It’s hard to tell exactly which is the germiest room in the house. The bathroom? The kitchen? An independent health organization called NSF International conducted a study on this. They noted where they thought the most germs in a household were hiding, and where they actually were.
They looked for these bacteria:
- Coliform (a family of bacteria that includes Salmonella and E.coli)
- Staph Aureus
27% of the homes surveyed had Coliform, a signal of fecal contamination, and it was on the toothbrush holders!
The inside of your toothbrush holder is a little-known germ breeding ground. Twice a day or more, your soggy toothbrush re-enters the toothbrush holder.
Old germs at the bottom of the container scrape the toothbrush, smearing contamination all over. With its dark, damp inside, it’s no wonder 64% of toothbrush holders carry yeast and mold.
If possible, we recommend brushing at least 6 feet away from your toilet. It’s easier to manage germs on and around your toothbrush when you’re aware of germ hiding places like these.
• Use your own toothbrush holders – don’t share!
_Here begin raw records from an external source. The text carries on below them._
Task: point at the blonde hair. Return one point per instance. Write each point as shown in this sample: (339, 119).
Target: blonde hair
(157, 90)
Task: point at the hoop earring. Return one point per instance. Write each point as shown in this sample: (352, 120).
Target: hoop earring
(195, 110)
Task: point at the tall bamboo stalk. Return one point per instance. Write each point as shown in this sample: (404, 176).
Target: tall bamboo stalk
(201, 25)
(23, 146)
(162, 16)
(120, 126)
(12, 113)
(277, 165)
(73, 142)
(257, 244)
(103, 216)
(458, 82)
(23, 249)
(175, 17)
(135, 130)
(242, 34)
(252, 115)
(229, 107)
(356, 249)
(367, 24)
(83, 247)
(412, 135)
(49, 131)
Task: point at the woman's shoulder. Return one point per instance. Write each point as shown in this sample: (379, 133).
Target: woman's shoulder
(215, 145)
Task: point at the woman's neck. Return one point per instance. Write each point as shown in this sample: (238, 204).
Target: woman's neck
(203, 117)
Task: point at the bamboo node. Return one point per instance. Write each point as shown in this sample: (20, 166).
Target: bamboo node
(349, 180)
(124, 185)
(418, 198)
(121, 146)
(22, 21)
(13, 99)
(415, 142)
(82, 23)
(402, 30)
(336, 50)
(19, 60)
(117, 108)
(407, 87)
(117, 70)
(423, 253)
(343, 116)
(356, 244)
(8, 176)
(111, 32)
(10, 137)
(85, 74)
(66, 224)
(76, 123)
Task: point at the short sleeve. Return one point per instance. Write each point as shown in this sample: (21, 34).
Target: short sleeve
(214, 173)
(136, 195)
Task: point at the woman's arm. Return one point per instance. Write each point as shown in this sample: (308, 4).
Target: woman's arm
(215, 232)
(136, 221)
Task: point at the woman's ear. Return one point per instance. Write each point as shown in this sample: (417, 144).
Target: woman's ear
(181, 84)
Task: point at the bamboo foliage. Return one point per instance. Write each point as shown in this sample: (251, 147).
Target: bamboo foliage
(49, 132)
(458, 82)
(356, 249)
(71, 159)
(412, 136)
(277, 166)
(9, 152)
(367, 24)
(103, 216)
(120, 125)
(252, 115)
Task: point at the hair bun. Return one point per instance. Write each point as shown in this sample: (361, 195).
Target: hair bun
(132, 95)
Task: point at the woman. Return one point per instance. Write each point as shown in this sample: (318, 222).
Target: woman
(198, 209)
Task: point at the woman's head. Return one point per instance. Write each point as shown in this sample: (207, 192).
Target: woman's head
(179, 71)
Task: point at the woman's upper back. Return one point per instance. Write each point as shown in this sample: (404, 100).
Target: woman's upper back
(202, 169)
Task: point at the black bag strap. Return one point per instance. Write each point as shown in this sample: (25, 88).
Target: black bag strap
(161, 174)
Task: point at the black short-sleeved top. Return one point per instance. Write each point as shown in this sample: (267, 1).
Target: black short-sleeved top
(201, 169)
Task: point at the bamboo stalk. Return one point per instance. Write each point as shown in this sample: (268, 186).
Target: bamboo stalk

• Brush only at the sink. Shower water can spread germs from the showerhead to your mouth.
• Wash your hands before brushing.
• Brush for TWO minutes with toothpaste.
• Rinse your toothbrush to remove food debris.
• Dry handle and bristles and store in a dry, clean area.
- Don’t store your brush in a closed cap or container. Bacteria love it in there!
- Never microwave your toothbrush to clean it. It doesn’t disinfect it. We recommend purchasing a new one instead.
- Never share your toothbrush with peers or children. Transferring foreign germs is never good.
You’ll also want to replace your toothbrush if:
- Your toothbrush bristles are fraying.
- You’ve been sick.
- It’s been 3 months since your last toothbrush replacement.